2019/05/05
Crystals can help you to set healthy boundaries
People like you, who are interested in spirituality, are often very sensitive. They are empathic and want to connect with other people. This is a wonderful thing to be, but...
How about boundaries?
Sensitive people have often got a problem with setting healthy boundaries. This is bad news. The good news is: Everybody can learn to set boundaries.
How can you set boundaries?
There are 3 different kinds of boundaries: Physical, emotional and mental boundaries. You need to have all of them!
Physical boundaries
Different people are allowed to come close to you physically in a different way. And who is allowed to determine how close they can come? You, and nobody else.
You know who is allowed to hug you and you know from which person you want to have a bigger distance. You decide, and you are allowed to take a step back from people who come too close. If they come too close repeatedly and don´t understand your signs: Tell them.
"Can you please take a step back from me? I feel uncomfortable this way. Thank you." If they ignore this, you shouldn´t have contact with them at all.
Emotional boundaries
This is tricky because, in the end, other people are not responsible for your feelings. So where do you have to set emotional boundaries? If other people throw their emotions on you and it makes you feel uncomfortable. Venting feels good sometimes, but if it doesn´t feel good for you to listen, you don´t have to.
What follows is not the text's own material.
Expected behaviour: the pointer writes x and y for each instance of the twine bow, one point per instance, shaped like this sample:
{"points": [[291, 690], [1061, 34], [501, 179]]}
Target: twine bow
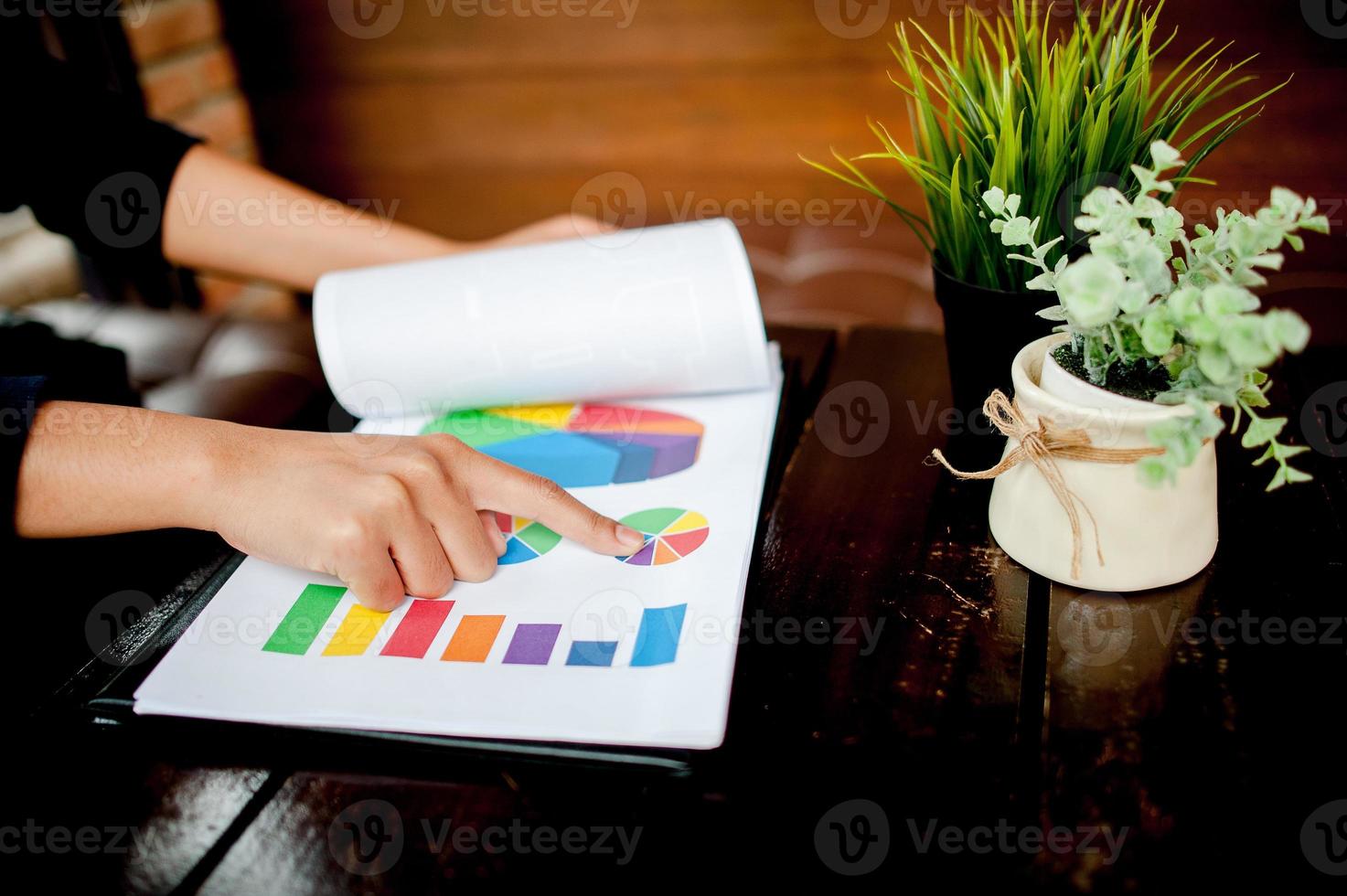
{"points": [[1042, 445]]}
Change the tone to a practical approach: "OK, so here you are with your anger, what are you gonna do to change the situation?" If they don´t stop venting, end the conversation. It´s not your job to be at the receiving end of an emotional throw-up.
Mental boundaries
Here you want to set boundaries when people are very problem oriented. They want to tell you everything that is going wrong and how bad everything is in the world.
Sometimes it´s OK to talk about problems you have no solution yet. But you will feel if it´s just to get your attention.
"What do you want to do about it?" If they don´t come up with solutions and ideas then it´s better to end the conversation. Because it´s not a conversation, it´s the other person getting your energy and your attention. And in the end, nobody is better off.
What about the difficult cases?
You know, there are these family members and colleagues that ignore your boundaries on a regular basis. What can you do?
Crystals can help you in these situations. You can draw two circles on a piece of paper that touch each other in one point (important: only one point!). Then you write your name in one circle and the name of the other person in the other circle.
And then, on the point where the circles touch each other, you put a crystal to help you strengthen your boundaries. There are no rules, take one that appeals to you. Every crystal can help you in a different way, so you can´t go wrong here.
Place the paper somewhere where you can see it daily and then wait what happens!